Putin, wearing special thermal blue overalls, was able to examine the unique flora and fauna of Lake Baikal in Siberia during his four-hour journey underwater aboard the Mir-1 submarine.
"I've never experienced anything like it in my life," the prime minister, who served eight years as Russian president, told state television aboard the support ship after resurfacing.
"It's a special feeling. What I saw impressed me because with my own eyes I could see how Baikal is, in all its grandeur, in all its greatness," he added.
The lake's mythological beauty has always held a special place in the heart of Russians and is its fresh waters are home to a variety of endemic species, most notably the Baikal seal.
"The dive is going perfectly, there is a perfect view with the lights," Putin told Russian journalists from the depths of the lake on a crackling radio link-up during the dive.
However he expressed some surprise about how murky the water was in the lake, which contains around a fifth of the world's freshwater reserves.
"The water, of course, is clean from an ecological point of view but in fact it's a plankton soup, or so I called it," he said.
The Mir-1 is the same mini-submarine that in 2008 set a world record for the deepest dive in a lake by diving to 1,680 metres (5,512 feet).
Russian news agencies said Putin had dived to a depth of around 1,400 metres (4,600 feet) -- the deepest point in the lake's southern part -- and safely returned to the surface after four hours underwater.
Excited Russian journalists even asked Putin on his return if he now intended to visit the International Space Station (ISS) for his next exploit but he played down this idea.
"On earth there is a lot of work to do," the RIA Novosti news agency quoted Putin as saying.
Judo-mad Putin, 56, prides himself on keeping a peak physical condition and has raised eyebrows with a series of adventures over the last years.

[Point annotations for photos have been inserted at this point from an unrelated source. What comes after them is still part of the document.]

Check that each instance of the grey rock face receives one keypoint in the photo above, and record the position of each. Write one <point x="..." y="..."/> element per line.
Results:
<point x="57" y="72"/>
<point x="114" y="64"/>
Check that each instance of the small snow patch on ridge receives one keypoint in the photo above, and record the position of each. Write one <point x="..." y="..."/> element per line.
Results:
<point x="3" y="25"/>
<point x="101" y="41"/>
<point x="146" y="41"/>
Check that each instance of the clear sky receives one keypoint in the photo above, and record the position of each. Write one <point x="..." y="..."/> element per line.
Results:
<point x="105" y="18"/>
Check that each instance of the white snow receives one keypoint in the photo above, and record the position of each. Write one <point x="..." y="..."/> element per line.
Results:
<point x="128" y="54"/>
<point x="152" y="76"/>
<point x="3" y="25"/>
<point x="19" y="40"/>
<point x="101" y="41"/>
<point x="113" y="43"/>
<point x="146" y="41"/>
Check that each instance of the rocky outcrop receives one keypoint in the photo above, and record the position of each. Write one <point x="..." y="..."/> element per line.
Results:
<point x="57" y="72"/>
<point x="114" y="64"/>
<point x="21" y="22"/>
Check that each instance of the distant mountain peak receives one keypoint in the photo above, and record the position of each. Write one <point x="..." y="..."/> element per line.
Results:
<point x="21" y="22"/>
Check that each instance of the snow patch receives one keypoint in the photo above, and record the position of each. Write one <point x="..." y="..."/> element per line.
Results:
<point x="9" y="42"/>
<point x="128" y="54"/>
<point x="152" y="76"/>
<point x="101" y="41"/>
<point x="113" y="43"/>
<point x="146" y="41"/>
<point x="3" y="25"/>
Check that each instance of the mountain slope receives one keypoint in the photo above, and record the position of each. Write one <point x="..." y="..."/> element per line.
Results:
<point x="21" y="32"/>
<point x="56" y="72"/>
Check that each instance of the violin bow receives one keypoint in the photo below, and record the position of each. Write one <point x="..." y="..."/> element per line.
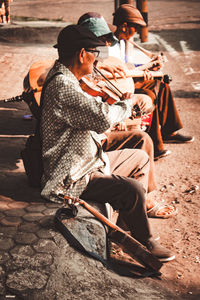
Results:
<point x="118" y="91"/>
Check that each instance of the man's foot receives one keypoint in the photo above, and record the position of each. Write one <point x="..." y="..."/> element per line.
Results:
<point x="162" y="253"/>
<point x="160" y="210"/>
<point x="161" y="153"/>
<point x="178" y="138"/>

Just the day earlier, he clipped a radio transmitter onto a beluga whale named Dasha in Russia's Far East.
Famous official pictures taken during his 2000-2008 presidency showed him fishing with a muscular naked torso that would impress any fitness fanatic while last year he fired a tranquilising dart at a tiger in the Far East.
But imagemakers have clearly been at pains to promote a softer side and the last months have seen him in unexpected situations ranging from singing in a classroom to denouncing the hunting of baby seals.
Back in his offices in Moscow, Putin has taken a front line role in fighting the economic crisis which has ended several years of dynamic growth in Russia and threatens impact its economy for years to come.
Putin has in the past also sailed on military submarines and even co-piloted a fighter jet. But RIA Novosti commented: "The dive on Mir-1 is one of the prime minister's most exotic experiments."